Our papaya workshop was on October 28, 2013. The date was rather fitting, as it was also on this day we learned that District Judge Yeakel found the increased abortion restrictions via the passage of HB2 unconstitutional. This news infused an extra bit of excitement into the evening’s workshop on manual vacuum aspiration. Judge Yeakel’s decision felt like a breath of fresh air, a brief period of relief in the midst of an onslaught of attempts to control women’s bodies. Unfortunately, our joy was short-lived: the state of Texas filed an appeal, and on October 31st, the 5th Circuit allowed Texas to enforce the law. When I read about the decision online, I distantly wondered if the judges of the 5th Circuit, in releasing their terrifying decision, were celebrating Halloween.
As a pro-choice Texan, I am constantly fighting the urge to tear my hair out with every anti-choice proposal and decision made by my state. Now, as a pro-choice medical student in Texas, these frustrations have only escalated. Not only are anti-choice groups woefully out of touch with the realities of the women who seek an abortion, some are also using bad science and misleading health information to justify their beliefs and actions. A disturbing trend of frivolous clinic regulations has begun to sweep across states with largely anti-choice governments. Clinics are suddenly required to worry about standards that include the distance between hand-sanitizer dispensers, the size of their parking lots, and the type of flooring in their janitor’s closets. Providers must having admitting privileges at a hospital for doing procedures, which, when done correctly, require no hospital admission. These lawmakers, who are apparently so concerned about women’s health, have suspiciously yet to suggest funding for making such changes. I am not holding my breath.

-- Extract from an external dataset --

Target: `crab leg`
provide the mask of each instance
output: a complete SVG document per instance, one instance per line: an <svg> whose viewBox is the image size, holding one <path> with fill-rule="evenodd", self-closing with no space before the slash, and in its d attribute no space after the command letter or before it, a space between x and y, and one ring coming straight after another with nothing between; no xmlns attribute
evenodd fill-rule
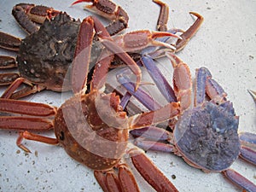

Even though we just marked the 41st anniversary of Roe v. Wade, the fight to maintain bodily autonomy and reproductive freedom is far from over. While a woman is allowed to have an abortion, that decision has been asterisked and footnoted by the numerous anti-choice laws put into place over the last decade, and especially the last few years. Without access, there is no choice. With this in mind, papaya workshops represent more than a learning exercise in state like Texas—they are a staunch rebuttal against the attempts to widen the chasm between choice and access. They allow similarly-minded and similarly-driven medical students to learn valuable skills and form a community that is aware of the proceedings within the Texas Legislature and aware of how those decisions affect both doctors and patients. There is very little in my medical school curriculum that discusses intentional abortion, the doctors who provide them, and the care for the women who receive them. This omission of a legal medical procedure is dangerous, as it contributes to the stigma associated with abortion and the physicians who provide them. The papaya workshop helps to mitigate some of these gaps in our education and enables medical students to consider the possibility of providing abortions in the future. But more than that, it aids in the creation of more well-informed, pro-choice medical professionals who can help ensure that women enjoy reproductive choice without barriers to access.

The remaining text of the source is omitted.